Lazy initialization in Go using atomics¶
Aside from the main performance guide, I'm considering using the blog to share quick, informal insights and quirks related to Go performance and optimizations. Let's see if this casual experiment survives contact with reality.
Someone recently pointed out that my getResource()
function using atomics has a race condition. Guilty as charged—rookie mistake, really. The issue? I naïvely set the initialized
flag to true
before the actual resource is ready. Brilliant move, right? This means that with concurrent calls, one goroutine might proudly claim victory while handing out a half-baked resource:
var initialized atomic.Bool
var resource *MyResource
func getResource() *MyResource {
if !initialized.Load() {
if initialized.CompareAndSwap(false, true) {
resource = expensiveInit()
}
}
return resource
}
Can this mess be salvaged? Almost certainly, it just needs a touch more thought. To squash the race, we need atomic operations directly on the pointer rather than messing with a separate boolean.
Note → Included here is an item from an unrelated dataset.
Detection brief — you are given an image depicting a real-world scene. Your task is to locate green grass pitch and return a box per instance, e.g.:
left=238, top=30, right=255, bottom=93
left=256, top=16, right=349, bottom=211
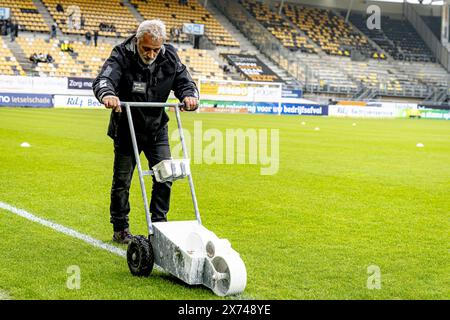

Enter Go's atomic package with unsafe.Pointer
magic:
import (
"sync/atomic"
"unsafe"
)
var resource unsafe.Pointer // holds *MyResource
func getResource() *MyResource {
// Attempt to load the resource atomically.
ptr := atomic.LoadPointer(&resource)
if ptr != nil {
return (*MyResource)(ptr) // Resource already initialized, return it
}
// Resource appears uninitialized, perform expensive initialization
newRes := expensiveInit()
// Attempt to atomically set the resource to the newly initialized value
if atomic.CompareAndSwapPointer(&resource, nil, unsafe.Pointer(newRes)) {
return newRes // Successfully initialized and stored
}
// Another goroutine beat us to initialization, return their initialized resource
return (*MyResource)(atomic.LoadPointer(&resource))
}
This does the trick—but introduces another subtle hiccup: several goroutines might simultaneously invoke expensiveInit()
if they concurrently see a nil
pointer. You definetly don't want multiple expensive initializations—unless you're swimming in CPU cycles.
So, yes, we do need state tracking. The obvious fix? An intermediate initialization state:
import (
"runtime"
"sync/atomic"
"unsafe"
)
var resource unsafe.Pointer
var initStatus int32 // 0: untouched, 1: in-progress, 2: done
func getResource() *MyResource {
// Check quickly if initialization is already done
if atomic.LoadInt32(&initStatus) == 2 {
return (*MyResource)(atomic.LoadPointer(&resource)) // Initialization complete
}
// Attempt to become the goroutine that performs initialization
if atomic.CompareAndSwapInt32(&initStatus, 0, 1) {
newRes := expensiveInit() // Only this goroutine initializes
atomic.StorePointer(&resource, unsafe.Pointer(newRes)) // Store the initialized resource
atomic.StoreInt32(&initStatus, 2) // Mark initialization as complete
return newRes
}
// Other goroutines wait until initialization completes
for atomic.LoadInt32(&initStatus) != 2 {
runtime.Gosched() // Chill out and let the initializer finish
}
return (*MyResource)(atomic.LoadPointer(&resource)) // Initialization complete, return resource
}
With this approach, only one goroutine earns the privilege of performing expensiveInit()
. Others politely wait, spinning their wheels (well, yielding the CPU politely) until initialization completes.
Warning
If expensiveInit()
panics, this implementation will spin forever! Either handle panic properly or ensure that expensiveInit()
has never panicked.
Info
It's worth noting that this atomic-based approach can be advantageous in scenarios involving a high frequency of calls, where a spinlock's short waiting cycles may be more efficient than a mutex. This is because mutexes can cause frequent context switches, handing control over to the OS scheduler, which can introduce additional overhead.
Of course, the more practical solution is usually simpler—sync.Once
to the rescue:
import "sync"
var (
resource *MyResource
once sync.Once
)
func getResource() *MyResource {
once.Do(func() {
resource = expensiveInit()
})
return resource
}
sync.Once
elegantly handles initialization, saves your CPUs from unnecessary spin cycles, and keeps your code clean. So, stick to the tried and true unless you have very specific reasons to juggle atomics. Trust me—your future self will thank you.